Au contraire, la logique vichienne fournit la possibilité de la définir, parce qu’elle se fonde sur le dualisme entre représentation et concept. Ainsi, dans la proposition « l’homme est un animal rationnel », le concept est seulement constitué par « animal rationnel », aboutissement d’un jugement définitoire dans lequel un concept universel est uni à un concept différentiel. L’expression « l’homme » exprime, par contre, la représentation à laquelle ce concept se réfère. Ainsi n’est-il pas sujet par opposition à un prédicat, mais en tant que concret du concept.

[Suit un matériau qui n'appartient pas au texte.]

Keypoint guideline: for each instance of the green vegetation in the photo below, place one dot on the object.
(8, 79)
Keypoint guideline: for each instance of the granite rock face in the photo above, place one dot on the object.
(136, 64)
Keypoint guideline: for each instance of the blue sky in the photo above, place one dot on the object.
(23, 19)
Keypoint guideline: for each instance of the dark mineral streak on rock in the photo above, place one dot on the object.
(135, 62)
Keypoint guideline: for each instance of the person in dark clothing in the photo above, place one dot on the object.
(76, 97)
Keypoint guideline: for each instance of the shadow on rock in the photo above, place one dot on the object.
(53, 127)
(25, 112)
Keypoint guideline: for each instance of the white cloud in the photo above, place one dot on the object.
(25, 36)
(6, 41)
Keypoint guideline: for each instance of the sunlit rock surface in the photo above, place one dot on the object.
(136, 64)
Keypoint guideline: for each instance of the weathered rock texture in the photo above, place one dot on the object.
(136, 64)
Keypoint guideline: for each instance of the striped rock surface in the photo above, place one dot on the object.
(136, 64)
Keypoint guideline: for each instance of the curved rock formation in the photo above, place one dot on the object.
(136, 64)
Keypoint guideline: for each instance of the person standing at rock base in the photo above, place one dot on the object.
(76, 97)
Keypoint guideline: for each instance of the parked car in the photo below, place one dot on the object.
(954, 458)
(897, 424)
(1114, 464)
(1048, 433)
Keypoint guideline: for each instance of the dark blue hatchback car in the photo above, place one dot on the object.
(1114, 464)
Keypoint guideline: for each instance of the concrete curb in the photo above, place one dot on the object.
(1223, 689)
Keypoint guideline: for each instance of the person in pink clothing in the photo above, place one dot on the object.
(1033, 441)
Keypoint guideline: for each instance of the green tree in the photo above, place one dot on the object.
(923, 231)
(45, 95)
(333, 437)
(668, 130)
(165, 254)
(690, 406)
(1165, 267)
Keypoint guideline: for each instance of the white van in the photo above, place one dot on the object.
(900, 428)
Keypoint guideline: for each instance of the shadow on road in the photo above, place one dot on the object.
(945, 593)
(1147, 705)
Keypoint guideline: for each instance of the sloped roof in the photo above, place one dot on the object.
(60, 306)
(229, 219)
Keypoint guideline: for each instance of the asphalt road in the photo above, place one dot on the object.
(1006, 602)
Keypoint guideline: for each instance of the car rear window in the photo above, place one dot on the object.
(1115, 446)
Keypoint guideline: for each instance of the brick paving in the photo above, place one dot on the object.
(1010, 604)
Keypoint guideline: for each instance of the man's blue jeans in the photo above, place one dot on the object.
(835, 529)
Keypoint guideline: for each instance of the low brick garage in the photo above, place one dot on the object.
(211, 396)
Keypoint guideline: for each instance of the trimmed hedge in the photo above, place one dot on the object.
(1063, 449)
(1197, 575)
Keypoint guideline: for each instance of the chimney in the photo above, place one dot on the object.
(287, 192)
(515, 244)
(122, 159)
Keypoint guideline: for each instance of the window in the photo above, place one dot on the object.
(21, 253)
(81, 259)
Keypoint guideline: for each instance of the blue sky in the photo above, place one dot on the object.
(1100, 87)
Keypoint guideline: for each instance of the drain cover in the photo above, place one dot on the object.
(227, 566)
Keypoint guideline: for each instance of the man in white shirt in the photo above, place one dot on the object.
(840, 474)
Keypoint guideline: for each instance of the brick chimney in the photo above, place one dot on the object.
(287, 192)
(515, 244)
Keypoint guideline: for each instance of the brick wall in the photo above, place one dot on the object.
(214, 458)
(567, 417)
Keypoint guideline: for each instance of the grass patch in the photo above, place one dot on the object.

De même la copule « est » désigne une relation tout à fait différente de l’identité prédicative : elle signifie la correspondance du concept au concret, elle affirme que le concret se dit de cette représentation-là.
Il convient de remarquer que cette interprétation de la simple appréhension apportait aussi une modification profonde à la topique. Conçue pour l’invention de termes moyens de l’argumentation probable, elle trouvait sa place, depuis Aristote, dans la troisième opération de la logique. Or Vico l’a définie comme l’art propre à la première opération. Au cours de la polémique suscitée par la publication du De antiquissima, son interlocuteur du Giornale dei letterati s’était écrié : « Jamais, jusqu’à ce moment, on n’a vu une topique devenir règle de la simple appréhension de l’esprit » (38). Parce que Vico le savait, il a eu conscience d’affirmer quelque chose de nouveau.
On peut le constater à travers la polémique qui l’a opposé à Arnauld : ainsi que nous l’avons vu, pour celui-ci, la topique n’avait qu’une valeur catégoriale, inutile pour l’invention et surtout néfaste pour la vérité des jugements. Vico a reconnu que la topique des manuels, catégoriale et abstraite, ne pouvait pas fonder l’art de l’invention. Mais il a affirmé que, précédant cette abstraction créée par les logiciens, une topique opératoire existe dans l’esprit, sous forme d’un langage qui se met en mouvement chaque fois que l’homme juge sur des rapports de similitude (39). D’ailleurs, si la topique catégoriale est abstraite de la praxis du jugement, elle implique une topique en exercice, immanente du jugement.
Arnauld avait affirmé que l’invention des termes moyens du jugement est donnée par la nature et par la matière des questions ; pour Vico, le fait qu’une question se pose implique un rapport de similitude. En effet, il serait impossible de s’interroger sur la vérité des deux termes si, dans la question elle-même, ils n’étaient pas placés dans une relation de vraisemblance. Ainsi la question présuppose-t-elle la topique. On peut dire également que la topique fonde la question comme interrogation de l’être. On s’interroge et l’on recherche la définition de la chose, précisément parce qu’on en possède une représentation du vraisemblable. Or, avant d’être fixés dans les paradigmes, les « lieux » se trouvent déjà de façon active dans la représentation du vraisemblable.
En assimilant la simple appréhension à l’invention topique propre à la logique cicéronienne, Vico en était venu à l’identifier avec l’ingenium, interprétation baroque de l’invention topique (40). J’aurai l’occasion d’approfondir le contexte culturel de cette approche. Pour l’heure, il importe de souligner la parenté spirituelle de la pensée vichienne avec la culture baroque. Vico a fondé sa philosophie sur l’intuition de l’esthétique baroque, sur la faculté productrice de métaphores en acte. Ainsi s’est-il trouvé dans la même tension de conscience, recherchant l’être dans le jeu des apparences. À quoi, en effet, cette production topique pouvait-elle aboutir, sinon à des combinaisons d’images s’unissant dans des rapports de vraisemblance ?
Incapable de découvrir l’être en lui-même, Vico s’est abandonné à l’imagination, afin de la saisir dans le mirage de son œuvre. Il l’a réellement saisie, dans la mesure où son œuvre lui a permis de dévoiler les modes de son acte créateur. Menacé par le vide, comme l’artiste baroque il n’a pu se sauver qu’à travers son œuvre.